Rain is due midweek, but there should be some partly sunny breaks between rain clouds, especially Thursday. Make the most of those opportunities and show your garden some TLC.

* Brighten the holidays with winter bloomers such as poinsettias, amaryllis, calendulas, Iceland poppies, pansies and primroses.

* Keep poinsettias in a sunny, warm location. Water thoroughly. After the holidays, feed your plants monthly so they’ll bloom again next December.

* Rake and remove dead leaves and stems from dormant perennials.

* Rake and compost leaves from trees, but dispose of any diseased plant material. For example, if peach and nectarine trees showed signs of leaf curl this year, clean up under trees and dispose of those leaves instead of composting.

* Clear gutters and storm drains.

* Prune dead or broken branches from trees.

* Plant bulbs at two-week intervals to spread out your spring bloom.

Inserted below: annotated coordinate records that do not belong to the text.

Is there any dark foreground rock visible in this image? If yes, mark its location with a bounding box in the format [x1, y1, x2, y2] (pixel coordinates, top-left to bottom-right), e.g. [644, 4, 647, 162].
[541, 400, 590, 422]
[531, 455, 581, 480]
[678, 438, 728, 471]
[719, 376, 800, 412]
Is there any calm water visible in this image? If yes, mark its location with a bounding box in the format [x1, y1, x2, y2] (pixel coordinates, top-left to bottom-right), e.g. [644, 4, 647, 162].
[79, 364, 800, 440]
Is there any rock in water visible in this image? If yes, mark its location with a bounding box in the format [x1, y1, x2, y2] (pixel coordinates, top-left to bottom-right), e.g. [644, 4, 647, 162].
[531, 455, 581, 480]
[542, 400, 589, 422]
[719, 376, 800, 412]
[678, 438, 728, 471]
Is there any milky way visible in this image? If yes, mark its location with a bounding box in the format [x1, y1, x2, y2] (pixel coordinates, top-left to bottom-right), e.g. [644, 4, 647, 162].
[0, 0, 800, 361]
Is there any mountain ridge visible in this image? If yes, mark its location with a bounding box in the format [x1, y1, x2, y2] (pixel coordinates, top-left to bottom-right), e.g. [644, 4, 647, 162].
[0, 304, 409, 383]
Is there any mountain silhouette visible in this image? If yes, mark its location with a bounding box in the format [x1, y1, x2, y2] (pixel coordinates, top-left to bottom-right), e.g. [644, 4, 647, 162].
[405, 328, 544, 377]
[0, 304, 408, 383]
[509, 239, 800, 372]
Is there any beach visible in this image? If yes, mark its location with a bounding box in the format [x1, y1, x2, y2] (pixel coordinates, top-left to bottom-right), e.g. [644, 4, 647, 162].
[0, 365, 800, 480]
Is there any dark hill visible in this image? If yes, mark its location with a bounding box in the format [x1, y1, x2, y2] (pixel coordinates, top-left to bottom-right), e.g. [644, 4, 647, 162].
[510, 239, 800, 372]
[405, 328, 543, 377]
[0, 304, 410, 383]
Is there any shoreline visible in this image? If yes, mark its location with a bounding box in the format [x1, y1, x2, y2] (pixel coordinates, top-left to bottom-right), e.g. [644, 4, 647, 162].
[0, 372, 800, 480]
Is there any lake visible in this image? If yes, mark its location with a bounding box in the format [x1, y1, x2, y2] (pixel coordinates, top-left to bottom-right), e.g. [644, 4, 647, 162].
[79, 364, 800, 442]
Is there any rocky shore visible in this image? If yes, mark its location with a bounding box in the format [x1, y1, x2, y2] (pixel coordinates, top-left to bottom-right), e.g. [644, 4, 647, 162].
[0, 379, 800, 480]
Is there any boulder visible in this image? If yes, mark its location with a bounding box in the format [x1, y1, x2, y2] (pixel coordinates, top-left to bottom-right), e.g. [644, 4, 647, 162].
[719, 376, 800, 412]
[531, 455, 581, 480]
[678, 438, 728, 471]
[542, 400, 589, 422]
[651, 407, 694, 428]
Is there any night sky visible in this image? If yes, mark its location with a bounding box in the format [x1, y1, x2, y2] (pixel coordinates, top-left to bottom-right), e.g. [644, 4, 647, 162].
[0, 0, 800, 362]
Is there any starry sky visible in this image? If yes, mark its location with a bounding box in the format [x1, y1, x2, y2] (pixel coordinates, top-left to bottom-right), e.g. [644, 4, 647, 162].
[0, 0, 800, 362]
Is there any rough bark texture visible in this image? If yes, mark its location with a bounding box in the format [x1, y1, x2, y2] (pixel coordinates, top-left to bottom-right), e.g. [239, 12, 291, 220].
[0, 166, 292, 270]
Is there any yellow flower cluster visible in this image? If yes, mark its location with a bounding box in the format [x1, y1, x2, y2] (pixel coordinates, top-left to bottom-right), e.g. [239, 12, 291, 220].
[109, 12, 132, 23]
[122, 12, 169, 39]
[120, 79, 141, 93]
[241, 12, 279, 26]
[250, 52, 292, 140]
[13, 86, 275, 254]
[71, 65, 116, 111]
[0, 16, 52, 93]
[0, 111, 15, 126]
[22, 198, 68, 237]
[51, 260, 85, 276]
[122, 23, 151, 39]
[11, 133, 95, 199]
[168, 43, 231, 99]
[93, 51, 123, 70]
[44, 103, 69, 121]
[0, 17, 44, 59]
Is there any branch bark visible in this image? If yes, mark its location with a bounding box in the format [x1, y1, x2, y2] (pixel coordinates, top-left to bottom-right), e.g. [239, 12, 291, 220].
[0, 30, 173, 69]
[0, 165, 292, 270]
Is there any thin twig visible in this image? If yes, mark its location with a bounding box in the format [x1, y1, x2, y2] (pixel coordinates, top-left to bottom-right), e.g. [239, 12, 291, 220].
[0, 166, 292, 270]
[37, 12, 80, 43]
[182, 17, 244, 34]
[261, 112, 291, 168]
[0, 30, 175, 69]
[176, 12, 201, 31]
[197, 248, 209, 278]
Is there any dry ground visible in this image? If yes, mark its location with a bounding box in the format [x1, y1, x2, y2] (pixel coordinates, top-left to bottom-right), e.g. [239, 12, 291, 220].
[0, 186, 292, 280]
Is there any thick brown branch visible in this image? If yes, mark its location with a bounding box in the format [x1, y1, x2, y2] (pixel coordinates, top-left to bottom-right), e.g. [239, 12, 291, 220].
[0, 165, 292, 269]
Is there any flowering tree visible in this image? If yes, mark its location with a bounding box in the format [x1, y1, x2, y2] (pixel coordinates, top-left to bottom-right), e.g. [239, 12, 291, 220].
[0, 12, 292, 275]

Some possible suggestions: daffodils, crocuses, hyacinths, tulips, anemones and scillas.

* Seed wildflowers and plant such spring bloomers as sweet pea, sweet alyssum and bachelor buttons.

* Set out cool-weather annuals such as pansies, violas and snapdragons.

* Lettuce, cabbage and broccoli also can be planted now.

* Plant garlic and onions.

* Give your azaleas, gardenias and camellias a boost with chelated iron.

* For larger blooms, pinch off some camellia buds.

* Prune non-flowering trees and shrubs while they’re dormant.

* Clean and sharpen garden tools before storing for the winter.

* Bare-root season begins. Plant bare-root berries, kiwifruit, grapes, artichokes, horseradish and rhubarb.